There is no merit to this contention. The trial Court inspected the photograph before it was admitted in evidence, there was nothing gruesome or hideous about it to arouse the passion of the jury and if there had been, there was ample evidence beside the photograph to support the conviction. Appellant admitted that he made no effort to avoid the killing and he was not defending his home. There is some contention that he was liquored up and not responsible when he fired the fatal shot, but we find no support for this contention. There was conclusive proof that defendant was guilty, and even if error had been committed in the introduction of evidence, it was harmless. Daugherty v. State, 154 Fla. 308, 17 So.2d 290; Goddard v. State, 143 Fla. 28, 196 So. 596.
It is next contended that the trial court committed error in permitting the jury to separate after the case had been finally submitted to them and before they concluded their deliberation and returned the verdict.
We have examined the record in support of this contention and it does not conclusively show that the jury separated after it retired to consider its verdict. It is shown that they took a recess for lunch and on return proceeded to the jury room, but this does not show a separation. The old rule in capital cases, since replaced by the criminal code, was that separation of the jurors raised a presumption of injury necessary for the state to rebut by proof that the accused suffered no injury from the separation.
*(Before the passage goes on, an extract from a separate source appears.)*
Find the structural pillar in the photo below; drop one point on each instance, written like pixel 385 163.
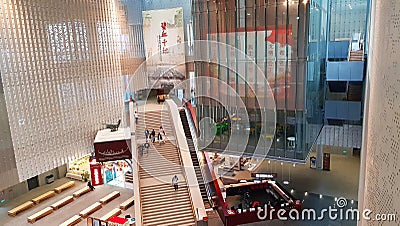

Section 920.05, F.S.A. appears to have modified this rule as to both capital and non-capital cases, in that it provides for a new trial in case the jury is separated after retiring to consider their verdict "provided the substantial rights of the defendant have been prejudiced". There is no presumption of injury, so if appellant claims injury, he must prove it.
Appellant has not carried the burden of showing injury so the judgment appealed from must be and is hereby affirmed.
Affirmed.
ROBERTS, MATHEWS, and DREW, JJ., concur.